On October 23, the Supreme Court handed down the much-awaited decision on the petition of the Rwanda Bar Association (RBA) for interpretation of the concept of “exported services” as used under the law establishing the Value Added Tax (VAT Law) which, without defining the concept of exported services, provides that exported services are zero-rated.
In the fullness of its wisdom, the five judge bench dismissed the RBA’s petition on the ground that there is no controversy surrounding the concept of exported services appealing for its authentic interpretation.
In so deciding, the Supreme Court held that treaties to which Rwanda is party (particularly the WTO General Agreement on Trade in Services and the Protocol on the Establishment of the East African Community Common Market can be used to interpret the concept of exported services as used under the VAT law.
The Supreme Court further held that the controversy on the meaning of exported services has been put o an end by the Commercial High Court in a case which opposed ENSafrica with Rwanda Revenue Authority where it was held that exported services are services rendered to non-resident and whose benefit accrues abroad.
The Supreme Court went on to hold that as long as the decision of the Commercial High Court was a last instance decision that has never been challenged, it therefore binds the very same court and other lower courts unless and until its position is changed by the Supreme Court.
Despite the decision of the Supreme Court, the controversy on the concept of exported services remains because although it did not expressly give credence to the approach taken by the Commercial High Court in interpreting the concept of exported services, it held that the same approach will continue to be applied as long as it is not changed by the Supreme Court.
Whether the approach taken by the Commercial High Court passably and suitably settles the issue or not is debatable.
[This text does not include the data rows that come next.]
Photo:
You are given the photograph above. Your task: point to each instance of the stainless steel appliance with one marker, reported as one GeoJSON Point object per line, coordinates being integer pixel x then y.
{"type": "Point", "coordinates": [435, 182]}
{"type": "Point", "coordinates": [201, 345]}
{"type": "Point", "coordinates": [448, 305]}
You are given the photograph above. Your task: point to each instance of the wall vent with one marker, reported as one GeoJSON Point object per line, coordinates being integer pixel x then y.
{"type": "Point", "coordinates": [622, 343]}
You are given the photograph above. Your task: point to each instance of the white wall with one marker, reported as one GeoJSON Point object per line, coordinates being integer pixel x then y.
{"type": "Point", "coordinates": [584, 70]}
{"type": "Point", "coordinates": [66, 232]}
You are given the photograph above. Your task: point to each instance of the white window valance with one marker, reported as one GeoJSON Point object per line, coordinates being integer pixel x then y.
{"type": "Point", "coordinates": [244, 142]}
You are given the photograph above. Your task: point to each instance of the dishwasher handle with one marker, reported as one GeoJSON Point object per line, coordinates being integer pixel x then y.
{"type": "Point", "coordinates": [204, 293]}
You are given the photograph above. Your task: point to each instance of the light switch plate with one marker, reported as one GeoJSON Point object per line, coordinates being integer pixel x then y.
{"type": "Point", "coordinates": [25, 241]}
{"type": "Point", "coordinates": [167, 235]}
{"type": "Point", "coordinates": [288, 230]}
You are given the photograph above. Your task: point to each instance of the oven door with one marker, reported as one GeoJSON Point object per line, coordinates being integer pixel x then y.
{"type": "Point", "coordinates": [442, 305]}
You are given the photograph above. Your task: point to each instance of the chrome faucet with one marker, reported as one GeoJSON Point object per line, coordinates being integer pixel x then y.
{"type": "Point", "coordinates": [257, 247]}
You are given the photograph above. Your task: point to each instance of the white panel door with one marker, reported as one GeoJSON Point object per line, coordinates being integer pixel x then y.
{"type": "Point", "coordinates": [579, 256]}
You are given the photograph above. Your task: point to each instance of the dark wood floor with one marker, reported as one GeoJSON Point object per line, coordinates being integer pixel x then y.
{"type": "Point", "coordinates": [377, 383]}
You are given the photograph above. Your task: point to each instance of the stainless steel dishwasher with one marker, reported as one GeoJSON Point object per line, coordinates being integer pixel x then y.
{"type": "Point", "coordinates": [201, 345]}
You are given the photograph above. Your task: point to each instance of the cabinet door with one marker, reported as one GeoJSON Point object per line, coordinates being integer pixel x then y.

For instance it goes away from the provisions of international treaties which the Supreme Court held should be applied in finding the meaning of exported services as under both GATS and the EAC Common Protocol, internationally traded services include services supplied in one country to a service consumer/recipient from another country.
The same approach also seems to depart from the principle of destination promoted by the Organisation for Economic Cooperation and Development and affirmed by the Supreme Court to be a core principle in the application of VAT on internationally traded services, and according to that principle, internationally traded services are taxed in the jurisdiction where their consumption occurs.
In terms of the OECD International VAT/Goods and Services Tax guidelines, the place of consumption for business-to-business (B2B) services and business to customer (B2C) services is the place where the customer is located or has its usual residence.
The OECD guidelines nevertheless provides for an exception relating to the B2C on the-spot-services (i.e. services ordinarily requiring the physical presence of the person performing the supply and the person consuming the service at the same time and place where the supply of such a service is physically performed such as hairdressing, accommodation and restaurant, entry to cinema and theatre performances whose place of consumption, and therefore the place of taxation, is the place of their performance.
The test established by the Commercial High Court is neither prescriptive on how the jurisdiction where the benefit from a service accrues can be determined, yet this lies at the heart of the meaning of exported services, and thus may be inconsistently applied by the tax administration and courts leaving taxpayers in a dilemma.